Rainer von Vielen am Freitag, den 22. August in Jena - am Freitag, den 5. September in München - und am Samstag, den 13. September in Berlin 

Als ich vor zwei Jahren Rainer von Vielens großartige erste CD in die Anlage steckte, wurde ich schier weggeblasen. Ein Hit, ein Trick nach dem anderen, Witz und Ideenreichtum ohne Ende. Endlich, dachte ich, produziert da jemand auch im deutschsprachigen Raum einzigartige Musik, die sich soweit von Vorbildern gelöst hat, dass sie zu ganz eigenständiger Form gefunden hat. Nicht bloß 1:1 angloamerikanische Spielarten und Ausdrucksweisen ins Deutsche übersetzt. Da lebt jemand im Jetzt. Mitten in einer Welt, die ihn beeinflusst und die er beeinflussen will. Will Musik mit Aussagen machen, Diskurs, den man tanzen kann.

Und dann sitzt dieser Kauz, den ich sogleich zu einem Festival einlud, nicht in irgendeiner Metropole am Puls der Zeit, sondern dort, wo man annimmt, dass sie stehen geblieben ist: Im tiefsten Allgäu, dort, wo man einen ganzen Tag lang mitten auf der Wiese nackt Schlagzeug spielen kann, ohne dass es jemand hören oder sehen würde. Im Heute, wo es keine Provinz und keinen Nabel der Welt mehr gibt.

Nun hat sich dieser nackte Musiker, der Reime und Slogans nur so aus dem Ärmel schüttelt, wieder angezogen und seine Hymnen nach Berlin getragen. Und von dort aus werden sie ihren Weg in die Welt finden. Denn Hits sind es allesamt. Den Charme seiner gewitzten Homestudio-Produktionen tauschte er ein gegen die geballte Kraft dreier Naturburschen, die nun an seiner Seite werkeln. Kauz. Pfundskerle, die wissen, wo der Bartl den Moscht holt. Und für die Umsetzung seines Masterplans X spürte er noch einen vierten Kauz in schwäbischen Synthesizerhöhlen auf: And.Ypsilon, der sonst die Knöpfe bei den Fantastischen Vier verdreht.

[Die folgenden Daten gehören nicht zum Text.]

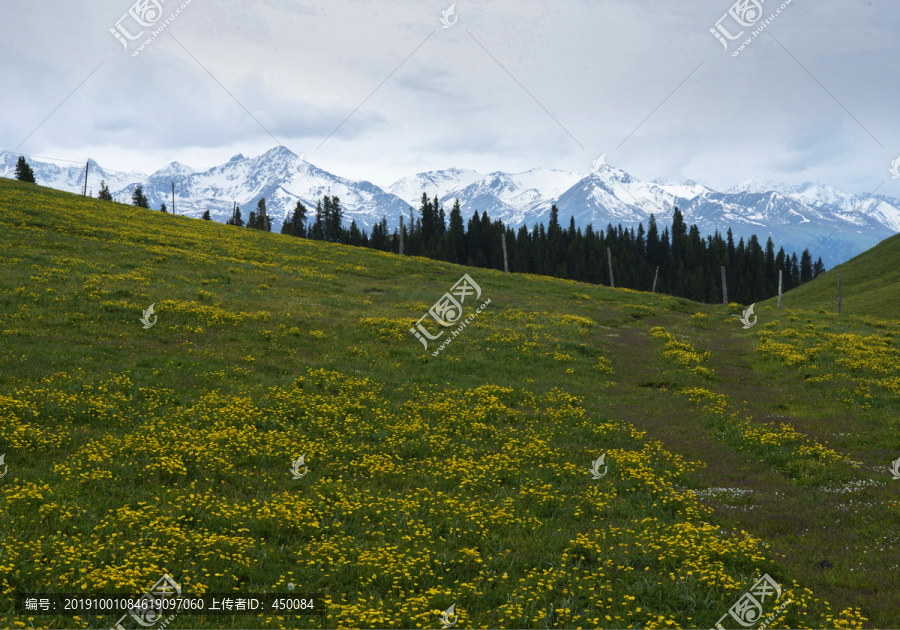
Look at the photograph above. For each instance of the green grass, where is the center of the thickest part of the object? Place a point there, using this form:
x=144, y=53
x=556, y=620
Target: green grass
x=868, y=285
x=461, y=478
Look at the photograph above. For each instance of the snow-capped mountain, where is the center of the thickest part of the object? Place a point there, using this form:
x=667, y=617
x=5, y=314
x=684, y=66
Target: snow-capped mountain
x=280, y=176
x=441, y=183
x=831, y=223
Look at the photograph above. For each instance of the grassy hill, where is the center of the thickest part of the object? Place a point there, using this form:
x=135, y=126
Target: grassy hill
x=428, y=481
x=870, y=285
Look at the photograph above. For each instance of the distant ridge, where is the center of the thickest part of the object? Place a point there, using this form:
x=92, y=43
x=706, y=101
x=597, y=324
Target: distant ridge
x=834, y=224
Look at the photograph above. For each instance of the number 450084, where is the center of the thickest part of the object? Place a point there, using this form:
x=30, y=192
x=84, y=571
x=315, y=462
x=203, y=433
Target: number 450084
x=284, y=603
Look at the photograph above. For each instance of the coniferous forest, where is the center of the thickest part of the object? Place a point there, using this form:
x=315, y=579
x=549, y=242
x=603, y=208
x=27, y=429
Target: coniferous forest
x=689, y=264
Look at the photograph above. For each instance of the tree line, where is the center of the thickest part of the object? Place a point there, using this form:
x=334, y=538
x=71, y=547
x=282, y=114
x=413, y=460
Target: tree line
x=688, y=265
x=678, y=261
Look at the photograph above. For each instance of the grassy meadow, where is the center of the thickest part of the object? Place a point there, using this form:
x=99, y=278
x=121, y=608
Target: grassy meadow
x=462, y=479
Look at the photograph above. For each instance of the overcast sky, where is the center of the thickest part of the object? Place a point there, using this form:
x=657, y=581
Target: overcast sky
x=511, y=85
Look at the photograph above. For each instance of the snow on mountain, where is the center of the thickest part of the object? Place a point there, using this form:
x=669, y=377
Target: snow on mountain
x=441, y=183
x=832, y=223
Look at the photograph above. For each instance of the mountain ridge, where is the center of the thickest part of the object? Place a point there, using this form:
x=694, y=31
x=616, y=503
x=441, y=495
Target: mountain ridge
x=796, y=217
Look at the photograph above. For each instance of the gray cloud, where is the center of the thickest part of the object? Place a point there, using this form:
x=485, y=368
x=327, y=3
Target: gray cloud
x=600, y=68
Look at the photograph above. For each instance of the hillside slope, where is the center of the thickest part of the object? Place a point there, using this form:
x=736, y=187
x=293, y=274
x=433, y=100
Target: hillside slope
x=870, y=285
x=575, y=456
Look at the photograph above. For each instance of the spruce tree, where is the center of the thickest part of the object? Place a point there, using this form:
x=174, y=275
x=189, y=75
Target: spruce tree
x=236, y=219
x=24, y=172
x=104, y=193
x=819, y=268
x=263, y=222
x=298, y=220
x=806, y=272
x=138, y=199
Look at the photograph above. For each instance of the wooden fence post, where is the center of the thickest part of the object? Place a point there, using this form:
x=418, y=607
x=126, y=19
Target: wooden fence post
x=839, y=294
x=612, y=282
x=779, y=288
x=724, y=287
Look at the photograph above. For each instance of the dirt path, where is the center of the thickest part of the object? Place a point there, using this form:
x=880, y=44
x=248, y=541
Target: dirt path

Schade eigentlich, könnte man meinen. Zu schön bedient wäre dieses romantische Klischee. Der zurückgezogene, genialistische Soundbastler, oben auf der Alm mit seiner Ziehharmonika. Betrachtet die Welt von Innen nach Außen. Summt, summt, summt dieses Lied, weil so wenigstens etwas geschieht. Doch es ist nicht der Sinn der Sache, solche Songs in der Scheune übereinander zu stapeln. Protestlieder gehören hinaus in die Welt. Möglichst laut, so dass alle sie hören können. Hören müssen! Rainer Von Vielens Ohrwürmer gehören ganz hinauf. Ins Radio und in die Stadien.